Bokushi Suzuki beschreibt in seinem Reisebericht von 1832 über das japanische Etchigo (die heutige Präfektur Niigata), der auf deutsch als „Leben unter dem Schnee“ erschienen ist, daß es in dieser vereisten Gegend zur Prüfung der Bräute gehörte, einen Kiesel im Bachbett zu finden. Chandra Mohan Jain, besser bekannt als Bhagwan Shree Rajneesh oder Osho, spricht in einem seiner bisweilen skurrilen Lehrvideos über die Bedeutung von Individualität und den Vorgang des Findens.

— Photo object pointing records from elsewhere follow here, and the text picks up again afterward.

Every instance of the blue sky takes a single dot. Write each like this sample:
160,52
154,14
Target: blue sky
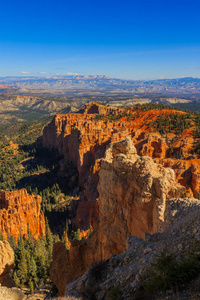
143,39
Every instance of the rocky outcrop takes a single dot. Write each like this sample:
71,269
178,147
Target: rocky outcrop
82,139
20,212
133,193
6,264
129,269
11,294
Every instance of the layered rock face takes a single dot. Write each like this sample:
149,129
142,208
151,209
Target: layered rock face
129,269
82,139
6,264
133,193
20,212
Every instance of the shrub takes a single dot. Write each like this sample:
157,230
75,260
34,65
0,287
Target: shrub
169,273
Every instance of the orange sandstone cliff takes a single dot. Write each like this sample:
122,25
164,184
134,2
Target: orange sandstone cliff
82,139
20,212
133,192
6,264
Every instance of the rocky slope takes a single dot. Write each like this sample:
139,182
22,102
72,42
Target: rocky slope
20,212
128,270
82,139
6,264
133,194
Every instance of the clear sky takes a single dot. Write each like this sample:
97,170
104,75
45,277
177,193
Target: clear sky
138,39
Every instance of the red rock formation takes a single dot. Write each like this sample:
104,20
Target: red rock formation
82,138
133,192
20,211
6,264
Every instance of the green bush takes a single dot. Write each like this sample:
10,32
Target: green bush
168,273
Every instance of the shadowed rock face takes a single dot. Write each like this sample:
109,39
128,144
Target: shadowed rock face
82,139
133,192
20,212
6,264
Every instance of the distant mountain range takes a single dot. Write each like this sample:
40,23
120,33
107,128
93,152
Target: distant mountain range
187,85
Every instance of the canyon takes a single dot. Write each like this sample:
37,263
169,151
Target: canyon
124,183
20,214
82,139
133,192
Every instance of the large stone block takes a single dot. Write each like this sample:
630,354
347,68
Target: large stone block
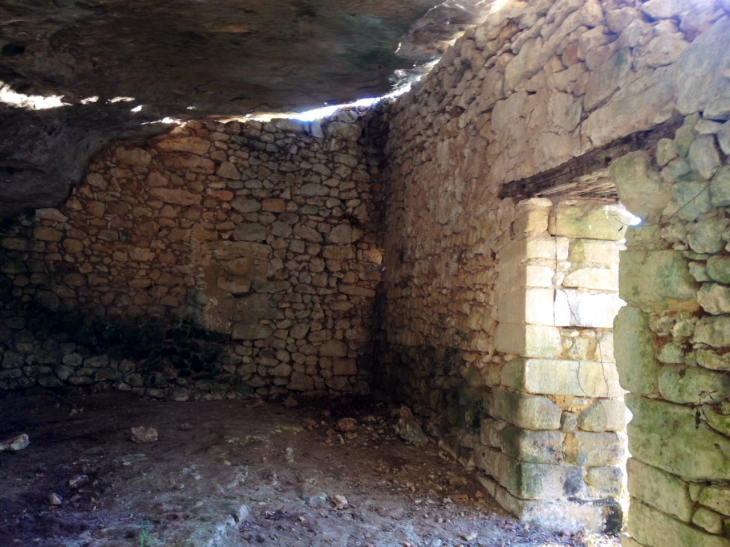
558,377
592,278
535,481
717,498
634,351
698,72
713,331
532,446
653,528
604,415
589,221
563,515
528,340
575,308
660,489
668,436
657,279
683,385
594,449
525,411
640,188
594,251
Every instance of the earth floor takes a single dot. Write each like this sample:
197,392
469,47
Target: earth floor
238,473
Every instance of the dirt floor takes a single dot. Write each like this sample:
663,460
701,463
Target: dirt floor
237,473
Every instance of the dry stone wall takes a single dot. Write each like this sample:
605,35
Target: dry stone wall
672,338
222,259
534,86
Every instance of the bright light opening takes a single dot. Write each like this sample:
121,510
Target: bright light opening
30,102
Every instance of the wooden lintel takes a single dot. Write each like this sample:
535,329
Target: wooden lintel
589,162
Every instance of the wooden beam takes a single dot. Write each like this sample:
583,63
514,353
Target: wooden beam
590,162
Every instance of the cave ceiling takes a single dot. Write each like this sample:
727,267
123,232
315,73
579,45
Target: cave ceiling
96,62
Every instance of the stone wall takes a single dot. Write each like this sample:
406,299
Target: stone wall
535,86
672,338
223,258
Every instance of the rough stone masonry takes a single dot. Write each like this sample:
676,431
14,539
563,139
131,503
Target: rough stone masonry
220,260
247,258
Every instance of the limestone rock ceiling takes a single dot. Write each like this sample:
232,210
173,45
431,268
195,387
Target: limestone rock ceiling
188,59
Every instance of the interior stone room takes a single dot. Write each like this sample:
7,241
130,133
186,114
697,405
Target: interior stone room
489,306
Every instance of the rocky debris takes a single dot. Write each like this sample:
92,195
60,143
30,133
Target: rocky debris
19,442
142,435
408,428
339,501
78,481
54,500
345,425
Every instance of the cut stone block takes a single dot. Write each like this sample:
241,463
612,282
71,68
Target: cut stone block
589,221
717,498
657,279
713,331
667,435
532,446
534,247
634,349
594,449
653,528
582,309
709,520
659,489
678,384
563,515
558,377
592,278
604,482
533,480
527,305
605,415
594,251
525,411
528,340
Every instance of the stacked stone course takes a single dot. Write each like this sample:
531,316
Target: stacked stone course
479,334
261,235
672,338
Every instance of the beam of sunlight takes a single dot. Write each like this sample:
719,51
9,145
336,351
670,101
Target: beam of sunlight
30,102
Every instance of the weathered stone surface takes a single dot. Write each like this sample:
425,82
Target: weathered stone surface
706,83
175,196
527,412
604,415
714,298
607,222
248,331
713,331
634,351
528,340
655,529
639,187
552,377
659,489
659,279
594,449
666,435
692,385
532,446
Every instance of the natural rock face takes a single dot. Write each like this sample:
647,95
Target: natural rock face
182,60
218,260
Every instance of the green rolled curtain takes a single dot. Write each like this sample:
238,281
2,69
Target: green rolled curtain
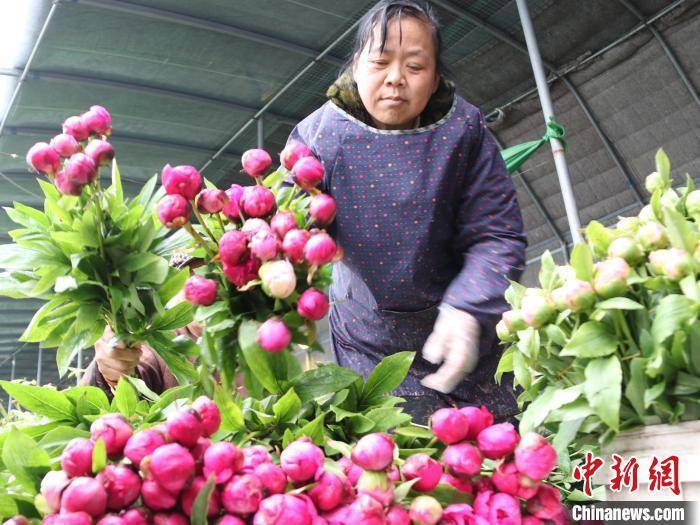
515,156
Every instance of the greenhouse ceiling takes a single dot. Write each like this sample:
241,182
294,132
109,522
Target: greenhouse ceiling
200,82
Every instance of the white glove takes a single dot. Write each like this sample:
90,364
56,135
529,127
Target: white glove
455,343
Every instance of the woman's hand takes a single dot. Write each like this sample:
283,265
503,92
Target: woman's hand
115,360
454,343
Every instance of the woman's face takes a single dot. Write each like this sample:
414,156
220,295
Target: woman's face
395,85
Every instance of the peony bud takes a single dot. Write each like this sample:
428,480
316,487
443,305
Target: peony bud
65,145
43,158
293,152
97,120
308,173
425,510
497,441
374,451
232,246
293,244
282,222
211,200
478,418
174,211
100,151
626,248
537,307
76,127
200,290
258,201
320,249
449,425
610,278
574,295
242,273
462,459
278,279
322,208
265,245
425,468
274,336
181,180
256,162
312,304
232,209
652,236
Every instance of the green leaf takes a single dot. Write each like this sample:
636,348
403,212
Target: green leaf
603,389
592,339
125,398
548,277
340,447
386,418
679,230
619,303
231,414
200,508
41,400
287,407
257,359
99,456
652,394
415,431
582,262
59,437
551,399
323,380
387,375
314,430
505,364
173,284
599,238
25,460
637,385
176,317
521,370
671,313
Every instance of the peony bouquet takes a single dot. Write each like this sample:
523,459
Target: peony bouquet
94,257
265,259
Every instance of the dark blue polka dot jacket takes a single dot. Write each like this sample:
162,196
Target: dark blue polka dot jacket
425,216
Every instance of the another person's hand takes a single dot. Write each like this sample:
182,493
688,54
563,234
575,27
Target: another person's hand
454,343
115,361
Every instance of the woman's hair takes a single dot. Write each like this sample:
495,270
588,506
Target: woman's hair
386,11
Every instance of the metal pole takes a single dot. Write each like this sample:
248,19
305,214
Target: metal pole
261,133
40,356
27,66
548,110
639,27
12,378
667,49
533,197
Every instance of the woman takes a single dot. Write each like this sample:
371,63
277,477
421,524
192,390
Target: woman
427,215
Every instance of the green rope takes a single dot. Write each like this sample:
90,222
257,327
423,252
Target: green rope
515,156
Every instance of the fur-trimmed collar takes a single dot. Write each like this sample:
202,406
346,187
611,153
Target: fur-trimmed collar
344,94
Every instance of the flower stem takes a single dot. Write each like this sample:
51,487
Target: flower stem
203,222
199,239
291,196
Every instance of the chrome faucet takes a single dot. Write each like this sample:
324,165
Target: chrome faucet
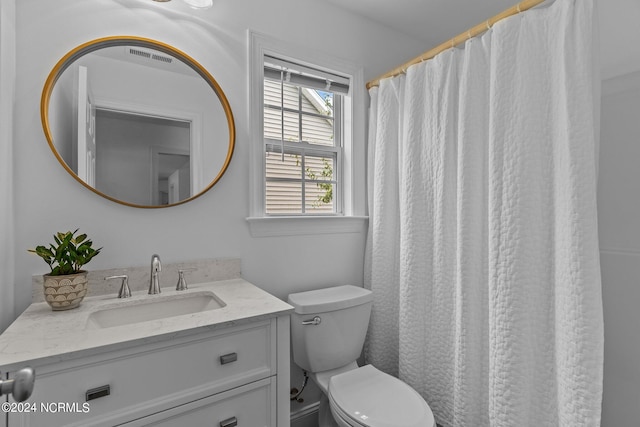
154,282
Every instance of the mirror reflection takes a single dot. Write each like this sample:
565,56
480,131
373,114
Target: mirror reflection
138,122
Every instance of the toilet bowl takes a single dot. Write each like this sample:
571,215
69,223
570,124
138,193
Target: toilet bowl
368,397
328,328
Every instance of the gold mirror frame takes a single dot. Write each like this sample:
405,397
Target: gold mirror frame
105,42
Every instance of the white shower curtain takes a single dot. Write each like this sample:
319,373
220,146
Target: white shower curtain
483,250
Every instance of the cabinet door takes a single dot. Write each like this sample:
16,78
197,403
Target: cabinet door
147,379
252,405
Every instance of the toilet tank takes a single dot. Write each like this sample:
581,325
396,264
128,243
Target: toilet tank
337,338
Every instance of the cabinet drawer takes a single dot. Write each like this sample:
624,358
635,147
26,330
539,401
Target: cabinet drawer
150,379
247,406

Als Knabe sei er, anders als in seiner Gegend üblich, stets in Kleidung mit aufgenähten Taschen umhergelaufen. Niemand wollte ihn verstehen, er aber habe diese zahlreichen Taschen gebraucht, weil er immer am Flüßchen unterwegs war, um Kiesel zu suchen, die er sich dann in die Taschen stopfte. Sowohl seine Kleidung, als auch seine Vorliebe für Kiesel führten zu einigen Disputen zwischen dem jungen Rajneesh und seinem Vater, der dem Knaben die Flausen austreiben wollte. Als der Vater, gemeinsam mit einigen anderen aus dem Dorf, das Zimmer des Jungen mit Flußkieseln zuschüttete, erklärte der kleine Rajneesh: nun sei ihm die Freude an den Kieseln zerstört, welche nämlich im Finden liege und nicht im Besitz. Rheinsein erhielt jüngst Foto und Bericht von wasserdurchlöcherten Kieseln aus dem Alpenrheinbett. Sie seien äußerst selten und das Auffinden habe eine besondere Bedeutung: Glück für den Finder, Schutz vor Alpträumen und in Gegenden, wo er noch existiert, selbst vor dem bösen Blick. Und Rheinsein erhielt Kunde von einem Jungen, der den Wert seines Ausflugs nach Salzburg an den Fundstücken entlang der Salzach bemaß: Katzengoldkiesel und ein noch beköderter Angelhaken.